Bakers Fort, Rathcronan, Co. Longford
At the southeastern end of a small hill, surrounded by marshy wetland, lies the intriguing remains of what may be a medieval fortified residence known as Bakers Fort.
Bakers Fort, Rathcronan, Co. Longford
This raised circular platform, measuring roughly 50 metres east to west and 48 metres north to south, sits about 90 metres south of properties that once faced the main street of medieval Granard. The site’s strategic position, 500 metres east of a motte and bailey castle and near a possible medieval church, places it right at the heart of what was once a bustling Anglo-Norman borough.
The monument consists of an elevated area, rising between one and 1.8 metres high, enclosed by an earthen and stone bank that runs along its southern and western sides. Where the bank doesn’t extend, a sharp scarp defines the platform’s edge. Evidence suggests the original builders cut into the hillock and levelled it to create this raised foundation, leaving traces of a berm, a flat ledge about six metres wide, visible along the southwestern and western sides. Though time has erased signs of the original entrance and any defensive ditch that might have surrounded it, a gap in the southern section now serves as a passage for livestock.

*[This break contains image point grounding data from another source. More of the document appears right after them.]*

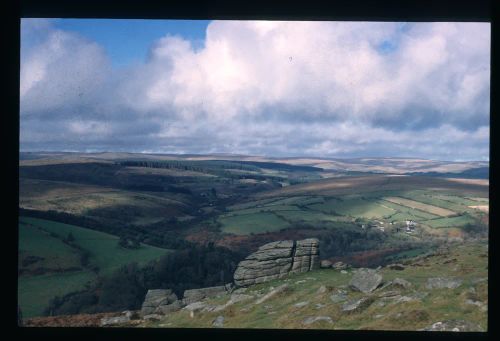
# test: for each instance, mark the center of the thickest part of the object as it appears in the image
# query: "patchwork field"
(41, 243)
(442, 212)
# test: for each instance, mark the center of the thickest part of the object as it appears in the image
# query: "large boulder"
(443, 282)
(276, 260)
(365, 280)
(195, 295)
(157, 300)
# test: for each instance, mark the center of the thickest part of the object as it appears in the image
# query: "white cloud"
(274, 88)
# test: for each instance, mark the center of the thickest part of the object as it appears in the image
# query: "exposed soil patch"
(82, 320)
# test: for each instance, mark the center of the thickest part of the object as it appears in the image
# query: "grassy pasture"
(35, 291)
(139, 207)
(252, 223)
(35, 242)
(361, 208)
(104, 248)
(450, 222)
(449, 202)
(306, 216)
(405, 210)
(421, 206)
(281, 311)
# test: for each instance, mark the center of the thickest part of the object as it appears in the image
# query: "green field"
(357, 208)
(252, 223)
(34, 291)
(450, 222)
(258, 217)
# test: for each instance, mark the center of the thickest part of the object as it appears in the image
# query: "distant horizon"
(280, 88)
(250, 155)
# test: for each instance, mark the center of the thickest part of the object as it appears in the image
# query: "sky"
(271, 88)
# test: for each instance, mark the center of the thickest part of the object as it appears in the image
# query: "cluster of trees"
(196, 267)
(164, 234)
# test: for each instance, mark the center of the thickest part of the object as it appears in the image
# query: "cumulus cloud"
(267, 87)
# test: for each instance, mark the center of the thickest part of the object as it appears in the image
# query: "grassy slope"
(467, 262)
(34, 292)
(258, 217)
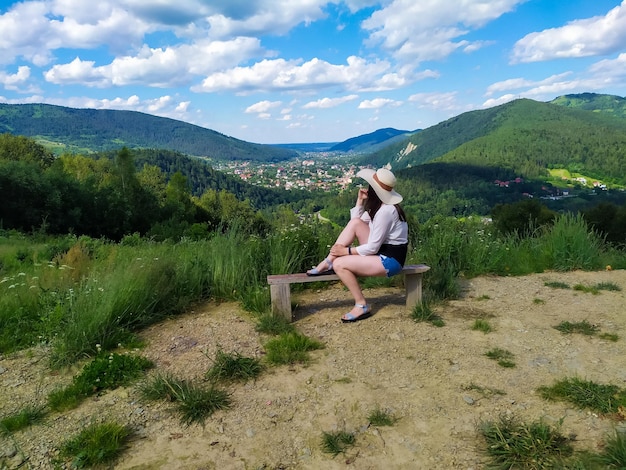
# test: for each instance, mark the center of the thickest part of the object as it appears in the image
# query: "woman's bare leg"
(355, 228)
(349, 267)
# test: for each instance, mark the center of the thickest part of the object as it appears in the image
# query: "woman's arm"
(379, 230)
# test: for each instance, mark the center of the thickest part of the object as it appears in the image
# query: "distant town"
(316, 171)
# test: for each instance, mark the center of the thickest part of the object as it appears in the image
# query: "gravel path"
(438, 381)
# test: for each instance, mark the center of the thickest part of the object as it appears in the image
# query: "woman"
(379, 224)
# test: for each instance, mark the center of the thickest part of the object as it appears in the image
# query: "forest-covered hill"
(73, 130)
(525, 136)
(607, 104)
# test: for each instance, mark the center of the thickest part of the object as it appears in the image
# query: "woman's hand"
(361, 197)
(339, 250)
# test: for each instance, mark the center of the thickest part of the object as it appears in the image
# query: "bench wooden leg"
(413, 283)
(281, 300)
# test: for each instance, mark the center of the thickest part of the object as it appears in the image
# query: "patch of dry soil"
(438, 381)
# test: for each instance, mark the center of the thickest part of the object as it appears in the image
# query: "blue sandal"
(316, 272)
(367, 312)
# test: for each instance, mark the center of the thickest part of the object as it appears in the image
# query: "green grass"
(595, 289)
(337, 442)
(557, 285)
(480, 324)
(290, 348)
(613, 454)
(105, 372)
(582, 327)
(502, 356)
(233, 367)
(194, 403)
(75, 292)
(586, 289)
(423, 312)
(380, 417)
(484, 391)
(586, 394)
(513, 444)
(609, 336)
(274, 325)
(22, 419)
(96, 445)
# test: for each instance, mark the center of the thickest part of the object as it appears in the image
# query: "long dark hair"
(373, 203)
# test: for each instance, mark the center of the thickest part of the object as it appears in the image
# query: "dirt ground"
(438, 381)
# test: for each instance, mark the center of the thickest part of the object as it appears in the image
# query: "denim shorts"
(391, 265)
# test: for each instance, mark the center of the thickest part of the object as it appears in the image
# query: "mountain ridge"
(76, 130)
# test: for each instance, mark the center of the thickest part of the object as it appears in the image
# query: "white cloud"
(283, 75)
(329, 102)
(171, 66)
(437, 101)
(598, 35)
(267, 17)
(25, 32)
(521, 83)
(378, 103)
(263, 106)
(79, 72)
(17, 80)
(490, 103)
(602, 76)
(430, 29)
(610, 72)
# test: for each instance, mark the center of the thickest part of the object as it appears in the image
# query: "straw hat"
(382, 181)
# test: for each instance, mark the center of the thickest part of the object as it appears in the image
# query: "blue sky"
(285, 71)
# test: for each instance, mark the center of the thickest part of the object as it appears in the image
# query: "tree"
(522, 217)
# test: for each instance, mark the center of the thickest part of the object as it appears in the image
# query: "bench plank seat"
(280, 290)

What makes Bakers Fort particularly puzzling is its wetland setting, unusual for a typical Irish ringfort. Its central location within the medieval borough hints that it might have served as an Anglo-Norman manor house or the fortified home of a prominent borough family. Interestingly, the structure bears a striking resemblance to an excavated site at Tulsk in County Roscommon, where archaeologists uncovered both a ringfort and a tower house occupying the same location, suggesting these monuments could serve multiple purposes across different periods.